Linear Discriminant Analysis

Logistic regression is a classification algorithm traditionally limited to two-category classification problems. If you have more than two categories, the Linear Discriminant Analysis algorithm is the preferred linear classification technique.

The representation of LDA is very simple. It consists of the statistical properties of your data, computed for each class. For a single input variable, this consists of:

  1. Mean value for each category.
  2. Variance calculated across all categories.


Predictions are made by calculating the discriminant value for each category and targeting the category with the largest value. It is assumed that the data has a Gaussian distribution (bell curve), so it is best to remove outliers from the data beforehand. It is a simple and powerful method for categorical predictive modeling problems.

Classification and regression trees

Decision trees are an important algorithm for predictive modeling machine learning.

The representation of a decision tree model is a binary tree.

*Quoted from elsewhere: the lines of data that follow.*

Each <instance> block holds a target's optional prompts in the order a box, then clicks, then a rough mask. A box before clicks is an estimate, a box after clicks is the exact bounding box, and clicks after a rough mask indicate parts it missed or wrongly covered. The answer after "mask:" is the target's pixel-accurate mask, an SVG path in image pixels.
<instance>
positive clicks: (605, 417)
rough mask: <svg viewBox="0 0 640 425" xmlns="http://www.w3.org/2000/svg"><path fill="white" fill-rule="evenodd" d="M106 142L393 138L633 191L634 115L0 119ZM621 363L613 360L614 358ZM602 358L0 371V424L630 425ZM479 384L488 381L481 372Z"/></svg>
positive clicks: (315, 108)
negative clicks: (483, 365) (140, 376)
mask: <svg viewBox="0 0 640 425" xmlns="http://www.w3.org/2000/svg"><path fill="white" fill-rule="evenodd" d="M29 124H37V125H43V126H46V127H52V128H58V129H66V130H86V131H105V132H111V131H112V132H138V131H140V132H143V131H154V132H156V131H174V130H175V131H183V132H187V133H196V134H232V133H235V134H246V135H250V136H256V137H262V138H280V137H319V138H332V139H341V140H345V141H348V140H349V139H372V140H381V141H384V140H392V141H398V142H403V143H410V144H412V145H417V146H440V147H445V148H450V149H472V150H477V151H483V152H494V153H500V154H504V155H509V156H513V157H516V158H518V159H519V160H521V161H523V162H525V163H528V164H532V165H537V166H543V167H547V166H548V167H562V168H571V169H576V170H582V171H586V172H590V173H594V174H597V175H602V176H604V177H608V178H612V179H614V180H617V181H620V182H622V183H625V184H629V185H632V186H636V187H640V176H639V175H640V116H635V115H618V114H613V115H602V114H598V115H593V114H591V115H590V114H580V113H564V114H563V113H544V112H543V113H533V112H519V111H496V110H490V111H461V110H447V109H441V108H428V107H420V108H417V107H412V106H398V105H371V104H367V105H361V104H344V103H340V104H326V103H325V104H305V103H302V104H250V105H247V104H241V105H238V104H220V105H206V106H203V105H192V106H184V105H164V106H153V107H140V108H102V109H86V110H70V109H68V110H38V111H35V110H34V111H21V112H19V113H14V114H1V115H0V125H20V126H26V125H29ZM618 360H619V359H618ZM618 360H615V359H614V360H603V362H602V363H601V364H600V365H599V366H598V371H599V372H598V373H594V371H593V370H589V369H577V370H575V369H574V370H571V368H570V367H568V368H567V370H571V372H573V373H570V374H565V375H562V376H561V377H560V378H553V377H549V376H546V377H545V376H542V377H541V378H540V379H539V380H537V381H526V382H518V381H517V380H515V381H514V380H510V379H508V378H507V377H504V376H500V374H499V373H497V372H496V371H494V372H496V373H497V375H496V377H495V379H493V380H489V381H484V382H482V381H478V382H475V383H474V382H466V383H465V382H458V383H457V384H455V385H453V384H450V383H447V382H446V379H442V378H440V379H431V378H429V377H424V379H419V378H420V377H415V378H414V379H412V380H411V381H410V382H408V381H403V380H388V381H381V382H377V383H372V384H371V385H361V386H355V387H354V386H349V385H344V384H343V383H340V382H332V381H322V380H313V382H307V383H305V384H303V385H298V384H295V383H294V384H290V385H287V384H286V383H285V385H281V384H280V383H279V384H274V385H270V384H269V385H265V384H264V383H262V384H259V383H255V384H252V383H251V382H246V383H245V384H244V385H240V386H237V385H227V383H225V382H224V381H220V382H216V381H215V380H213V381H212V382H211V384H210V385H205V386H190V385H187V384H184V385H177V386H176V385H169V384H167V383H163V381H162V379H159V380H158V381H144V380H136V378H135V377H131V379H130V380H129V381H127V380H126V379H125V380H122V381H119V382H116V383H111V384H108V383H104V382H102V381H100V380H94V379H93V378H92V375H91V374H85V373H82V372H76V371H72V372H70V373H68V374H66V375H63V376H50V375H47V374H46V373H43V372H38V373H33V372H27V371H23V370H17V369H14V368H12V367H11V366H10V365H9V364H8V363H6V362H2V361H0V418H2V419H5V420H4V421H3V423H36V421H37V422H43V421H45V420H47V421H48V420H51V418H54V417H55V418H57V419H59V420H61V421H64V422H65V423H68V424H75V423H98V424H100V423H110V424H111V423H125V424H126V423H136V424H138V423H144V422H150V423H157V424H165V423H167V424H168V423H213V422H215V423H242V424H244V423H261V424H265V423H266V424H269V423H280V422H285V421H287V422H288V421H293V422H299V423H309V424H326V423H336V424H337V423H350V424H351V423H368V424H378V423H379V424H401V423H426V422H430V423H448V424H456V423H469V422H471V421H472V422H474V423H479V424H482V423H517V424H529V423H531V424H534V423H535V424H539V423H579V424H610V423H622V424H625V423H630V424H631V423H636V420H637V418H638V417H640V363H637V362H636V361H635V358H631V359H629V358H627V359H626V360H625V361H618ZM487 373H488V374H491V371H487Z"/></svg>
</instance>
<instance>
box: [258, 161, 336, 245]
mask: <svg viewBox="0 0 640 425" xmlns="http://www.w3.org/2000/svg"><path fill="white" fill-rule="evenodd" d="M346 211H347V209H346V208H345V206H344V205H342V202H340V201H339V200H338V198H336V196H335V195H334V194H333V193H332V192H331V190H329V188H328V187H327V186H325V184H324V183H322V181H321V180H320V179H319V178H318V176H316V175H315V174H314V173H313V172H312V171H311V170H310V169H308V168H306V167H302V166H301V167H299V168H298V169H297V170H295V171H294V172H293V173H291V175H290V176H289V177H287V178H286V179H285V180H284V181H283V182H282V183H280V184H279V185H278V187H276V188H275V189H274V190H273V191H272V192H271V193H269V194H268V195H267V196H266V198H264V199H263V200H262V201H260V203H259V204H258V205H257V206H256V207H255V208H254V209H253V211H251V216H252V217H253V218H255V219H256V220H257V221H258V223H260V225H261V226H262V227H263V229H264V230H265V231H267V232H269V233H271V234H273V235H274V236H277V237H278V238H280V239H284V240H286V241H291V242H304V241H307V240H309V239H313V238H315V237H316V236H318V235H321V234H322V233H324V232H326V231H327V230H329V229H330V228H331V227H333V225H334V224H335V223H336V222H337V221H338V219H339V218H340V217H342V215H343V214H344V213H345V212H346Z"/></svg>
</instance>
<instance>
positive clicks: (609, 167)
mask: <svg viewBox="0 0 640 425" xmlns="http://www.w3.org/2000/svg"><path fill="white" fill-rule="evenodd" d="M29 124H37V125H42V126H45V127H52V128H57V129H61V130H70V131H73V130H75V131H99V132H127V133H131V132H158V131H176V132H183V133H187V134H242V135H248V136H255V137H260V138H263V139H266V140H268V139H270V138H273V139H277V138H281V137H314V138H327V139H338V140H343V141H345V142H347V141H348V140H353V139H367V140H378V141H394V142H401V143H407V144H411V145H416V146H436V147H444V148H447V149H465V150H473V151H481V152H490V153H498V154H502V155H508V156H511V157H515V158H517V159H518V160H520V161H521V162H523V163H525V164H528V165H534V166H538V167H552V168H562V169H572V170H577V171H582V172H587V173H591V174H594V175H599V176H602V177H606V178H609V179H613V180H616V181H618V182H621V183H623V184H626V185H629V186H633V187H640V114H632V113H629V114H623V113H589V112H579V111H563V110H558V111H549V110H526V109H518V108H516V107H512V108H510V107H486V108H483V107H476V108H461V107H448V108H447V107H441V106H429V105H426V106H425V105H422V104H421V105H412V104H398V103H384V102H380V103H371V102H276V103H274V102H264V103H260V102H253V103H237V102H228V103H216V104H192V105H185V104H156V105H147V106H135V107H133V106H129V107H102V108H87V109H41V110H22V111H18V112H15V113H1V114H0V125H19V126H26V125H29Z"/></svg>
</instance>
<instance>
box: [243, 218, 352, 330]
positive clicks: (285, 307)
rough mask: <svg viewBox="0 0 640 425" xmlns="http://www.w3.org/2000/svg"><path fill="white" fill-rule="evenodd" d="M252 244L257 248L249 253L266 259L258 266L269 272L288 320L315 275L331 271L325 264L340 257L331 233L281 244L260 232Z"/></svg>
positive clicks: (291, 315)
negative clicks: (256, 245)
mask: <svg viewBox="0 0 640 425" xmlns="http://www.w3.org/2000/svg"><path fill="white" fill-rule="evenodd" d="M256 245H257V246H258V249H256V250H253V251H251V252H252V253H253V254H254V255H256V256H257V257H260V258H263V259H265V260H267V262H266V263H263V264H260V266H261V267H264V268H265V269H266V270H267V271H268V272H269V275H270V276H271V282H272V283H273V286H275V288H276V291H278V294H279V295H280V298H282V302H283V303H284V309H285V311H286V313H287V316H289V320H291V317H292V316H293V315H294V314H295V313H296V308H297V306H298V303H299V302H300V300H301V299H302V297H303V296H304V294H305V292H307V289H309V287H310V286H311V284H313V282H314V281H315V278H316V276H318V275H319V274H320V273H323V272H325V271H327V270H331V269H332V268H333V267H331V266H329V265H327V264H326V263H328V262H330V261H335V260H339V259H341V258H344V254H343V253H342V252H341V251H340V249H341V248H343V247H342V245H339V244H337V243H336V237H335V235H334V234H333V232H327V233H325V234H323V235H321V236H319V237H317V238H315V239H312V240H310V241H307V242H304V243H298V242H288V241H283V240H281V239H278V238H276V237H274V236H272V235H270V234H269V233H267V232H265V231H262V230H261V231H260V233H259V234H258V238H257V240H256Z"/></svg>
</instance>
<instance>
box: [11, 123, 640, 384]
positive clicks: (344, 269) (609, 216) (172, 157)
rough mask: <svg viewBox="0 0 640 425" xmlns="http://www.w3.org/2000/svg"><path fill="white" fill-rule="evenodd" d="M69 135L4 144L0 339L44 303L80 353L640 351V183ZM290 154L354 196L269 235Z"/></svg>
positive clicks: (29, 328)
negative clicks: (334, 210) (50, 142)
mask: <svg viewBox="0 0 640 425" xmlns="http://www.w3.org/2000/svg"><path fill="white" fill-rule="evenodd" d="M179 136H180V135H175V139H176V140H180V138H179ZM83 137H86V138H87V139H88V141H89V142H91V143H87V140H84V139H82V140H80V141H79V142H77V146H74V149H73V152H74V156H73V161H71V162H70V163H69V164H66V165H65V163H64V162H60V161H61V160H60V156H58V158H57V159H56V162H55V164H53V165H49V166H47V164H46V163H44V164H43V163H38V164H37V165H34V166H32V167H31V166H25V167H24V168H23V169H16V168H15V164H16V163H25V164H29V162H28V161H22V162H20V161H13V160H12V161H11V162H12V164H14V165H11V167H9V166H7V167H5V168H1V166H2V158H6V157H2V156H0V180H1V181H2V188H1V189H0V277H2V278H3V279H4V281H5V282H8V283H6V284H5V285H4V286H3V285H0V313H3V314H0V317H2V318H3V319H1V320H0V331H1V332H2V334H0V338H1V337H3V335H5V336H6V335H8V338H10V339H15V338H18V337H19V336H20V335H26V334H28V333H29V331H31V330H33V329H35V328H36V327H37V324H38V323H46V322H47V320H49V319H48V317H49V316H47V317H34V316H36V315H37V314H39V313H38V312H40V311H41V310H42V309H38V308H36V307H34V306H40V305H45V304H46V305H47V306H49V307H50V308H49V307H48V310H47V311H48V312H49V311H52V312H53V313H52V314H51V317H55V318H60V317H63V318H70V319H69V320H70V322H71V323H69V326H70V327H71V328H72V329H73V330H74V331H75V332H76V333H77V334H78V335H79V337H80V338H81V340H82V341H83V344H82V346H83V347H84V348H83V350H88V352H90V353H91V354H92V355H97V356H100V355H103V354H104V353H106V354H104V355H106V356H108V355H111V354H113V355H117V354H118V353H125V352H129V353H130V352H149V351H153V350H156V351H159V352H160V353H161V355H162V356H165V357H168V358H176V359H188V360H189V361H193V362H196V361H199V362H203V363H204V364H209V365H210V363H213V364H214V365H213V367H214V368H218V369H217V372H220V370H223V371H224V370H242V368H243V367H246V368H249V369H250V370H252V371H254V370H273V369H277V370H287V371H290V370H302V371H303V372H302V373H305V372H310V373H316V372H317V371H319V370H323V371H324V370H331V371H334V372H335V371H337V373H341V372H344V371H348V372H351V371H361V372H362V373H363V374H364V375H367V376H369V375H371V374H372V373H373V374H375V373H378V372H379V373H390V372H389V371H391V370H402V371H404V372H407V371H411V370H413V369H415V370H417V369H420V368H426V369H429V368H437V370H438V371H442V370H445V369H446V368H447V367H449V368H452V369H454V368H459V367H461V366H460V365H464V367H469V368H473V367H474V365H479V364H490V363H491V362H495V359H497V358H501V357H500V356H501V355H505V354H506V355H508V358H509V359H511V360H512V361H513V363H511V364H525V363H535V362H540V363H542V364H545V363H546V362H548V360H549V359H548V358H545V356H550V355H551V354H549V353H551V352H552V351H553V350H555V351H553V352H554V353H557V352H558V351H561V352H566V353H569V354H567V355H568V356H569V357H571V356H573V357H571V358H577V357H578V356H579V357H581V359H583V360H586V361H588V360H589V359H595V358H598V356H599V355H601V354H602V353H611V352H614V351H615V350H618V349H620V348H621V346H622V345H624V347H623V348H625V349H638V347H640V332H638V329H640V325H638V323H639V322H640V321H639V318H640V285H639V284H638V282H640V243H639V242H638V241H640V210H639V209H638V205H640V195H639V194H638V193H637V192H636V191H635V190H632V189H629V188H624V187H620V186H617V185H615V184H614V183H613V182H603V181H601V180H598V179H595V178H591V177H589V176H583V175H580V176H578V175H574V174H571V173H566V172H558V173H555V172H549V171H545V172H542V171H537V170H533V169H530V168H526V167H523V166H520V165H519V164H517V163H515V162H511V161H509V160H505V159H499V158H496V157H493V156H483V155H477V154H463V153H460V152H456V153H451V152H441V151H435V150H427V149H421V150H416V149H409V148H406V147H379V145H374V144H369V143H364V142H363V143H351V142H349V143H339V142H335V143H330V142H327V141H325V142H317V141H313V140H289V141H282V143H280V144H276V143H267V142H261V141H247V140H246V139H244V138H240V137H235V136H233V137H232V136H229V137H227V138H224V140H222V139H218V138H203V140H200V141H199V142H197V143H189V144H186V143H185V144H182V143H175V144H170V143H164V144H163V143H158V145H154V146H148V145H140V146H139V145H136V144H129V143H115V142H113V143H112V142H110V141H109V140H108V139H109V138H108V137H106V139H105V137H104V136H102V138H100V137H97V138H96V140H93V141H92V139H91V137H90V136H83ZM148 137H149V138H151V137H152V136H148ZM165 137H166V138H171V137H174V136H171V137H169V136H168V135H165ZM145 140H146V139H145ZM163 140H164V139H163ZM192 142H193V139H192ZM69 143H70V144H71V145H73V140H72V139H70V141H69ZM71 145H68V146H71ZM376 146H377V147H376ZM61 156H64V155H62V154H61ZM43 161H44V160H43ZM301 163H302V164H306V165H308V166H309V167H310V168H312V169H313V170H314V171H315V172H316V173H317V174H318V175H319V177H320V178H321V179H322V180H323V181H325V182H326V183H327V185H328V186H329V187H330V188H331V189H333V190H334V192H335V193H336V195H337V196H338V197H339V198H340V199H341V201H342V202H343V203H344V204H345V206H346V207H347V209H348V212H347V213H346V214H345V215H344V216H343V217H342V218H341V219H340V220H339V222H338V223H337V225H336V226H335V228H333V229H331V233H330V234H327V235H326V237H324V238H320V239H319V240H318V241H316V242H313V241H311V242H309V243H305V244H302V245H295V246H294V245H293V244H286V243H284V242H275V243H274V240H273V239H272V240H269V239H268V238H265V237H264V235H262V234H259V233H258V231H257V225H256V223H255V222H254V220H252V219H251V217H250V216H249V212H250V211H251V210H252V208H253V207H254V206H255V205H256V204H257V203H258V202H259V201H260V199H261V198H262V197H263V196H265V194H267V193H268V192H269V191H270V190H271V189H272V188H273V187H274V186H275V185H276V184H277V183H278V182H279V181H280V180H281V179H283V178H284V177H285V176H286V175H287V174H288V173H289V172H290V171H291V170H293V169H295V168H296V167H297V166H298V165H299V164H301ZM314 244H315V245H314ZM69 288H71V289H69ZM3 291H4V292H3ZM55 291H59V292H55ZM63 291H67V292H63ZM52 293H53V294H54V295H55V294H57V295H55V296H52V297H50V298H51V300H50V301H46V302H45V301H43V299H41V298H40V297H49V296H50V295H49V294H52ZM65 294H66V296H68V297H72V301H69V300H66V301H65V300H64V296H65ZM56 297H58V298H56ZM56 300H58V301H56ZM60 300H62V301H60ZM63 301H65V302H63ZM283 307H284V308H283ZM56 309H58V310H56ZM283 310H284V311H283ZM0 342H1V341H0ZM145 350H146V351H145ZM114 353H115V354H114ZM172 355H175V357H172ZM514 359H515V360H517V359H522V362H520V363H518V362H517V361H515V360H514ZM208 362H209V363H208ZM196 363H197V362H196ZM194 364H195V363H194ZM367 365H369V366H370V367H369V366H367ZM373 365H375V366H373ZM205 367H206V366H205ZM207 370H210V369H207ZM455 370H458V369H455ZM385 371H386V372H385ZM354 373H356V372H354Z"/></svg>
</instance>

This is a binary tree from algorithms and data structures, nothing fancy. Each node represents an input variable (x) and a split point on that variable (assuming the variable is numeric).


The leaf nodes of the tree contain an output variable (y) that is used to make predictions. Predictions are made by traversing the splits of the tree until a leaf node is reached and outputting the class value at that leaf node.

Trees are also fast at making predictions. They are also usually accurate for a wide range of problems and do not require any special preparation of the data.